I am firmly of the view that Australia is under-reported, but those who read the newspapers could be forgiven for disagreeing with me at present.
The imperative of all that newsprint to fill means that the broadsheets in particular are stuck in a constant hash and rehash of polls and advertisements in at attempt to find something to say about how things are “playing” and what “the voters” or “the electorate” are thinking about the election contest.
It’s a pretty abstract game, concealing the remoteness of most journalists’ lives from the stuff that makes up the headspace of other Australians. One Canberra correspondent recently revealingly referred to voters as “real people”. His piece contained the presumption that these people were some group quite separate from those reading his copy.
Of course the reality is that most people aren’t really thinking about much about the election at all. The picture conveyed by the broadsheets is thus quite out of kilter with the lives people lead – and those underreported matters, among which I would include the politics of the neighbourhood, the real life impact of policy in the schoolyard and the doctor’s waiting room, the strife that surrounds and radiates out from every suburban pokie parlour, and so on and so forth.
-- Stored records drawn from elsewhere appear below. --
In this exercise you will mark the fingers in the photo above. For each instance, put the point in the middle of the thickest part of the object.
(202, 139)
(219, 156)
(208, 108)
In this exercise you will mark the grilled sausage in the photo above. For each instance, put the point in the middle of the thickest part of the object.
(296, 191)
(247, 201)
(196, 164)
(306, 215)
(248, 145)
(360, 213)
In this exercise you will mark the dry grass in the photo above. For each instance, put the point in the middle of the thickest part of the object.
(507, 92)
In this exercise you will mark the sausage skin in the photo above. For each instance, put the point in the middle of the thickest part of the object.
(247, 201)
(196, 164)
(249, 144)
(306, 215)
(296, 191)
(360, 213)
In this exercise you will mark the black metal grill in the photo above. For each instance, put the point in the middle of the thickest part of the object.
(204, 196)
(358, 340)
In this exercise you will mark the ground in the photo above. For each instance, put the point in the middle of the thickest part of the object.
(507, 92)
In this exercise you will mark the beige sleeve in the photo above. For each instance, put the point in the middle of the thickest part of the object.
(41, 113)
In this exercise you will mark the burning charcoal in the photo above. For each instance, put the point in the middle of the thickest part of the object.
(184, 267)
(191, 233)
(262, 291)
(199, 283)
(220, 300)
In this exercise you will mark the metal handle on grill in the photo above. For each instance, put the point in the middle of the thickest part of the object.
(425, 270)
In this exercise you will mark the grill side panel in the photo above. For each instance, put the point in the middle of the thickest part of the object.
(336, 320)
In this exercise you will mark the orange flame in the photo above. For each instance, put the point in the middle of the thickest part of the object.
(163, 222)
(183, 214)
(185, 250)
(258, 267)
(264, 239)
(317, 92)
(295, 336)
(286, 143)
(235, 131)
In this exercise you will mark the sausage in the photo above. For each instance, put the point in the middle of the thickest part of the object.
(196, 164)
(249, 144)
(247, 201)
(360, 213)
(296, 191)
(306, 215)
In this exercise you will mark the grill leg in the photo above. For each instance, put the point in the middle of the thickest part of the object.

So some things are over reported and other things under reported, but the over reporting is not really reporting at all. It is a kind of churning, a search for things to say, and an attempt to appear knowing, if not all knowing, when most of us are basically ignorant about the states of mind of those outside our immediate circle.
All that having been said, in these very early days of the campaign some interesting things can be said about the coverage. This is based on impressions, rather than detailed content analysis, but it seems to me that while all the broadsheets could be accused of bias, the much mocked tabloids are actually playing it right down the middle, which challenges the usual lefty assumptions about Rupert Murdoch’s bias.
True, thanks to druggie footballers and naughty cardboard box makers, politics hasn’t made it on to the tabloid front pages for much of this week. In both the Herald Sun and The Daily Telegraph, it has sometimes been as far back as page 5 or even 7.
But read the stories and the headlines, and they are pretty much down the middle. Take the Herald Sun’s page three story today as an example – lead favourable to Rudd, the rest a straight recount. Compare with The Australian’s front page “Labor at war over IR Laws”.
My impression – and the hard content analysis should and no doubt will be done – is that the broadsheets are perhaps unconsciously tending to play culture war games. The tabloids on the other hand know that for most Australians, there is no culture war – or at least none that is of relevance or interest to them.
I suspect the real story is that there is no story. Those who are interested made up their minds long ago. Those who are undecided will not begin to think about the campaign for some weeks yet. No headline in that.